Even politically neutral national data privacy legislation almost never gets passed by US legislators. The broader data privacy legislation that has been proposed should cover Personal Health Information, vs. have individual data types of privacy-sensitive information have different laws.

John Pescatore

International Effort Disrupts Russian Botnet

The US Department of Justice (DoJ) and law enforcement agencies in the Netherlands, Germany, and the UK, have dismantled the infrastructure of a Russian botnet. The botnet, known as RSOCKS, comprised millions of devices around the world, including Internet of Things (IoT) devices, Android devices, and other computers. The botnet was operating as a proxy service, but was offering IP addresses from devices it had compromised rather than legitimately obtained IP addresses.

Rapid7 Report: Types of Data Most Often Targeted by Ransomware Operators

According to a report from Rapid7, ransomware operators seem to prefer certain types of data over others. According to the report, financial sector organizations more likely to experience ransomware attacks than organizations in other sectors. Ransomware operators target sensitive customer data, employees’ personally identifiable information (PII), and human resources data.

Editor's Note

Since protecting all data to the same level is either ineffective or inefficient, this information can be useful.

William Hugh Murray

BRATA Malware Gains New Features

The BRATA banking trojan has recently added several new features to its capabilities. Analysts from Italian security company Cleafy have detected changes in the ways BRATA, which is an acronym for Brazilian Remote Access Tool Android, conducts its attacks.

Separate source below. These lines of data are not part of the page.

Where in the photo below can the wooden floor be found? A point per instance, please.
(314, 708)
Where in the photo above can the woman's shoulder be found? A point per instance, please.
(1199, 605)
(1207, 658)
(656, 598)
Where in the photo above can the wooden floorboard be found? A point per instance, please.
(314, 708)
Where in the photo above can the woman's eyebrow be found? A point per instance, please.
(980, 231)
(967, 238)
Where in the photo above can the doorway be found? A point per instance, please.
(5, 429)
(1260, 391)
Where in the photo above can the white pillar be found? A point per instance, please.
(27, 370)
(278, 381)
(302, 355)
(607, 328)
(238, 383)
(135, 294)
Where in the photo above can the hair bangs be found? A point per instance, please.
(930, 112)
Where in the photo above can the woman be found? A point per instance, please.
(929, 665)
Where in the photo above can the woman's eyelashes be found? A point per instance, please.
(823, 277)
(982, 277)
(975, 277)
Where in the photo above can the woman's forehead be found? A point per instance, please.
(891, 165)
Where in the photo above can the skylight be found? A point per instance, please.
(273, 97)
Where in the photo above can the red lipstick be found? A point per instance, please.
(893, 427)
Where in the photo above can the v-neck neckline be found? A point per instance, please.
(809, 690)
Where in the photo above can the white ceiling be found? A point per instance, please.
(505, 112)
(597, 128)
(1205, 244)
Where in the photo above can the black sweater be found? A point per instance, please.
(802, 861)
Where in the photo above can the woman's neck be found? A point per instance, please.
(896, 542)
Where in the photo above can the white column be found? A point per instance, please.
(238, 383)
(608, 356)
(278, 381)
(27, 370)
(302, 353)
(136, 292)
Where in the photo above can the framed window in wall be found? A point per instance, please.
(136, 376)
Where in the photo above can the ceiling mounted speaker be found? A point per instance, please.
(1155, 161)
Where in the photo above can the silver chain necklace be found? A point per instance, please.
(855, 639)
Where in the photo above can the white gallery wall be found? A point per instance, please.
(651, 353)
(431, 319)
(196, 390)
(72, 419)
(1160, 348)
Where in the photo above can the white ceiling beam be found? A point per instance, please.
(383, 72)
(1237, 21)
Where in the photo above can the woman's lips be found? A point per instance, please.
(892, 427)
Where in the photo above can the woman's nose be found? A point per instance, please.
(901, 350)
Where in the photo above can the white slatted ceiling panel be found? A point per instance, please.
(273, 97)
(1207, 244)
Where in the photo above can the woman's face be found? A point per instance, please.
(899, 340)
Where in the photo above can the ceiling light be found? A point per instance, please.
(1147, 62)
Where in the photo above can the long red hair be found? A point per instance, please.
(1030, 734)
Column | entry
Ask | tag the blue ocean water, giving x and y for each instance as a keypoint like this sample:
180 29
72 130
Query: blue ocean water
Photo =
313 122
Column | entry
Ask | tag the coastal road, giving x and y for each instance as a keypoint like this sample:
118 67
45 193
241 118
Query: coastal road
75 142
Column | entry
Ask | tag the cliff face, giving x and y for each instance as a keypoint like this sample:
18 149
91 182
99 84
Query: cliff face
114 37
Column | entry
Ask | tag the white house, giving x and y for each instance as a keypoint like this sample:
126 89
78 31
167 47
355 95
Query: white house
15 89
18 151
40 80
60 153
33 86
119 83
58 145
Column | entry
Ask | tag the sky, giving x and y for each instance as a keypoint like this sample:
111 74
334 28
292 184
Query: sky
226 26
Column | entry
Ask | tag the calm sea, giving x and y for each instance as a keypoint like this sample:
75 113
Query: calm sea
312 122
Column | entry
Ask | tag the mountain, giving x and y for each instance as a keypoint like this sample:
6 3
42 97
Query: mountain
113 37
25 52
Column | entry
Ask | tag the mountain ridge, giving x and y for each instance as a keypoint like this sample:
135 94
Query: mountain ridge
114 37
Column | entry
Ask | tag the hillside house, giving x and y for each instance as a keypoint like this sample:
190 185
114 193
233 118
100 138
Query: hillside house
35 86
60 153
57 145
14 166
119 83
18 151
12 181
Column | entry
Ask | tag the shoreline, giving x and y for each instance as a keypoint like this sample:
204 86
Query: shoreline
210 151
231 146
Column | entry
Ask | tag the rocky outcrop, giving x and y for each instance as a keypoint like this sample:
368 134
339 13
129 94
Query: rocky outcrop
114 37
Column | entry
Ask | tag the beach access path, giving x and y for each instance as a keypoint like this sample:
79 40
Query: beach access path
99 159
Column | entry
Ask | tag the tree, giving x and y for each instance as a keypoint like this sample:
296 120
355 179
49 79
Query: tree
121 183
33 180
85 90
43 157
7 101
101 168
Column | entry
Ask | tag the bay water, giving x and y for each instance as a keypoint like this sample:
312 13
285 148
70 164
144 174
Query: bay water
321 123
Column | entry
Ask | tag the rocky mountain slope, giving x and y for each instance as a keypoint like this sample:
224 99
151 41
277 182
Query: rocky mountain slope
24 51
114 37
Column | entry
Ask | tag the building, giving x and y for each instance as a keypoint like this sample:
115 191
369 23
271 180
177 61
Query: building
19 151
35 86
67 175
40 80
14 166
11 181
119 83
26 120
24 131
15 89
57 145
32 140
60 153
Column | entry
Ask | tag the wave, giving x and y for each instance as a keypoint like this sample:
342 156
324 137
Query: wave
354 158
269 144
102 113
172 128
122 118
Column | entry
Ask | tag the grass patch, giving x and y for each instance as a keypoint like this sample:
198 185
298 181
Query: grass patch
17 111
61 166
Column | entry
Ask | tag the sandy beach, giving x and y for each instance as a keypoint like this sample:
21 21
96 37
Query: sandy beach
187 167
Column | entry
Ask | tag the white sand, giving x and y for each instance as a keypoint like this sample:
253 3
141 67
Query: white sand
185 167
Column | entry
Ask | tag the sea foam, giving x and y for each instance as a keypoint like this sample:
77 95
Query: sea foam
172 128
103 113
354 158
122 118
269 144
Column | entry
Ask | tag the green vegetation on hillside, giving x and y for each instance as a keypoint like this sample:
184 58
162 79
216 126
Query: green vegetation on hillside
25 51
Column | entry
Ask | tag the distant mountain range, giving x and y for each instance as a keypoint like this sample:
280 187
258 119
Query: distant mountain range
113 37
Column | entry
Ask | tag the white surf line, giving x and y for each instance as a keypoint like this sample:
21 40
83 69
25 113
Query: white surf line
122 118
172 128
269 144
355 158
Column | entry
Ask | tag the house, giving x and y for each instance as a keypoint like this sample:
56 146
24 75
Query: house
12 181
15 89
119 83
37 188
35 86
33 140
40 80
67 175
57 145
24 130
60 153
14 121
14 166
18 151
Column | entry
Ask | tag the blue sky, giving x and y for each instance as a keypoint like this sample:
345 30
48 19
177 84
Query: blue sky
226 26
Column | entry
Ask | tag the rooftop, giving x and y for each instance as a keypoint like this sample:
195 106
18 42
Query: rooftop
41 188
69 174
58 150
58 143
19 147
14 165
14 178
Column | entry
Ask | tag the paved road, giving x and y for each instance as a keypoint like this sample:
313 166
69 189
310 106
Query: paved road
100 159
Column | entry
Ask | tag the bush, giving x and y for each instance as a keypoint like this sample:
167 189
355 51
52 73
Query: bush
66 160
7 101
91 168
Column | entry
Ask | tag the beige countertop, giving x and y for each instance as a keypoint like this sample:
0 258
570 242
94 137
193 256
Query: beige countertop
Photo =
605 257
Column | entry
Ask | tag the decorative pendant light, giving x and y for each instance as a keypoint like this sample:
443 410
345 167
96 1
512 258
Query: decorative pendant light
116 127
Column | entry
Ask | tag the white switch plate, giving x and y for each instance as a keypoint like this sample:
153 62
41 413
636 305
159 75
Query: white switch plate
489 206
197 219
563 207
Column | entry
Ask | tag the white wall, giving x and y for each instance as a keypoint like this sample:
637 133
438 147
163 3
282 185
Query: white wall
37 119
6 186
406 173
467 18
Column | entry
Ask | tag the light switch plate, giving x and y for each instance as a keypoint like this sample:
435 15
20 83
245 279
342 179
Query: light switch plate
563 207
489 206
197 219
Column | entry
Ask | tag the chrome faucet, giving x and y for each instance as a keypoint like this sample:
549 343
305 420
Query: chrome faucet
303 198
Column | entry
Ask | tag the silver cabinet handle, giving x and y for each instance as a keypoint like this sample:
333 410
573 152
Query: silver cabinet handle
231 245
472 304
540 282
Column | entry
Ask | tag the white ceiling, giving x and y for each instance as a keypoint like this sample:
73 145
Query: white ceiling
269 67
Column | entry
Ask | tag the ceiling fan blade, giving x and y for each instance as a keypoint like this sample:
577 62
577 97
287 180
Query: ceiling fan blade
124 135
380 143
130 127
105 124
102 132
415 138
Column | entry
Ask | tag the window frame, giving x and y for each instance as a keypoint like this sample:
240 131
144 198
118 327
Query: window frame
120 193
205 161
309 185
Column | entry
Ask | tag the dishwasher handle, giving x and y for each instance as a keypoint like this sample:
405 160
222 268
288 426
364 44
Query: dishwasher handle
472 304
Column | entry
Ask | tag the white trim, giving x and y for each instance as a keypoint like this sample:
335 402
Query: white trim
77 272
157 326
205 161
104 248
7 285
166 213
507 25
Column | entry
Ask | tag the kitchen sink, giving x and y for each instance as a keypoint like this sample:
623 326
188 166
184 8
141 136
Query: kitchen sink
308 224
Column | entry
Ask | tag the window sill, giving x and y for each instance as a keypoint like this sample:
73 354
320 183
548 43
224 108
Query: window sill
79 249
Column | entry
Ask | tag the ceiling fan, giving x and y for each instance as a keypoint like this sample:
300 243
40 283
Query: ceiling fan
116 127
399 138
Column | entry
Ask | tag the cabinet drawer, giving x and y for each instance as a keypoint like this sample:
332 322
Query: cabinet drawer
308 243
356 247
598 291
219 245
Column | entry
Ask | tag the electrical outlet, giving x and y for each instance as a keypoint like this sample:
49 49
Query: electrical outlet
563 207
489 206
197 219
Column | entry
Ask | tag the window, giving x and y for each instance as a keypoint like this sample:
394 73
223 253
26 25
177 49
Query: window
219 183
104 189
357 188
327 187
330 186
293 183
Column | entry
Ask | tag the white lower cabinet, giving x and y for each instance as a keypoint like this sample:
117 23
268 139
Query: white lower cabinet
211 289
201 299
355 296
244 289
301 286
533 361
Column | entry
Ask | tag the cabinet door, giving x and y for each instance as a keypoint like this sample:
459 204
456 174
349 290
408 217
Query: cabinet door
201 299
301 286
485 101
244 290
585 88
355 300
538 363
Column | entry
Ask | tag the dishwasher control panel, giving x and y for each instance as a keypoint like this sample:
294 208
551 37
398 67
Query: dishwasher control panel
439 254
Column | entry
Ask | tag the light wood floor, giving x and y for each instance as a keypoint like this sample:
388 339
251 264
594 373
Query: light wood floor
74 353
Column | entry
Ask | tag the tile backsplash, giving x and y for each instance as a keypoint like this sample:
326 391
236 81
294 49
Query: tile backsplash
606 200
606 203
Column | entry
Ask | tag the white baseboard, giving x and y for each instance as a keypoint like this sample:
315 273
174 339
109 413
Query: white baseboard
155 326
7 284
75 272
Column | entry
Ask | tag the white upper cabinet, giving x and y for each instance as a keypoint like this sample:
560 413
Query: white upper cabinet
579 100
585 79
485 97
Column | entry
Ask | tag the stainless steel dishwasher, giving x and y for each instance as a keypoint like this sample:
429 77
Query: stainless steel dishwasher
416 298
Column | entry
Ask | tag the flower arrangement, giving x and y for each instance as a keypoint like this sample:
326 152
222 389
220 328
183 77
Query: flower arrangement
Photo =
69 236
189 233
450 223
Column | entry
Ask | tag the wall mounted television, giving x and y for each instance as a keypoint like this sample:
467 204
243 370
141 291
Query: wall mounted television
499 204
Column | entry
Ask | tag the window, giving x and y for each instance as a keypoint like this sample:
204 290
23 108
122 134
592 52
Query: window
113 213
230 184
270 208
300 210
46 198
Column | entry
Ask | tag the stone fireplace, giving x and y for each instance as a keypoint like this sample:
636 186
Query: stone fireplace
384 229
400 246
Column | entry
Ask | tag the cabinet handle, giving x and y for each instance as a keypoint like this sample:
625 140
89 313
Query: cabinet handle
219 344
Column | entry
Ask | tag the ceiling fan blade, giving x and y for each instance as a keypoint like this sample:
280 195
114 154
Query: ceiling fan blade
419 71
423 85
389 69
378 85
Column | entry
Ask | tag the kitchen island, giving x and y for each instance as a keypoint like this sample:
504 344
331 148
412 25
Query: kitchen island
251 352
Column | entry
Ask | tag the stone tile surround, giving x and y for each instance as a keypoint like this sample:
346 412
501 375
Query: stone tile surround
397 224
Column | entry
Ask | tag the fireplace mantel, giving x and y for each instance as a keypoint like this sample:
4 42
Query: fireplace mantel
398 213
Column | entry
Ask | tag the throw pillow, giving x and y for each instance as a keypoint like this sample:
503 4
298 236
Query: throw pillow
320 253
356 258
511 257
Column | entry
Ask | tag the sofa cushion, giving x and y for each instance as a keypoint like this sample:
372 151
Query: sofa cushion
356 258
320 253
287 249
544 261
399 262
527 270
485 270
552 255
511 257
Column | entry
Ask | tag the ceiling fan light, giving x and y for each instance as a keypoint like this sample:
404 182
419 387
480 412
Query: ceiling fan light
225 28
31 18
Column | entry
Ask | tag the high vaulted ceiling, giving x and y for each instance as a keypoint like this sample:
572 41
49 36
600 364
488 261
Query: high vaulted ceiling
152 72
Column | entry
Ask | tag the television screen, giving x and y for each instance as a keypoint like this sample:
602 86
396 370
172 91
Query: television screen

According to Cleafy, “the [malware’s] modus operandi now fits into an Advanced Persistent Threat (APT) activity pattern.” BRATA threat actors have begun to launch more narrowly targeted attacks, focusing on one financial institution at a time. It also uses new methods of obtaining permissions to access location data, and to send and receive SMS.

Vulnerability in Cisco Small Business Routers

Cisco will not release updates to address a flaw affecting several models of its small business routers because the devices “have entered the end-of-life process.” The vulnerability could be exploited to allow remote code execution or to create denial-of-service conditions. According to a Cisco security advisory, the “vulnerability is due to insufficient user input validation of incoming HTTP packets.” Users are urged to migrate to newer routers.

Editor's Note

One can usually replace these routers for less than the cost of the time to repair, were a patch even available.

William Hugh Murray

Siemens Fixes Flaws in SINEC Network Management System

Researchers from Claroty’s Team82 found more than a dozen vulnerabilities in Siemens SINEC network management system (NMS). The flaws leave vulnerable systems open to denial-of-service attacks, credential leaks, and remote code execution. Siemens released an update that address the vulnerabilities in October 2021.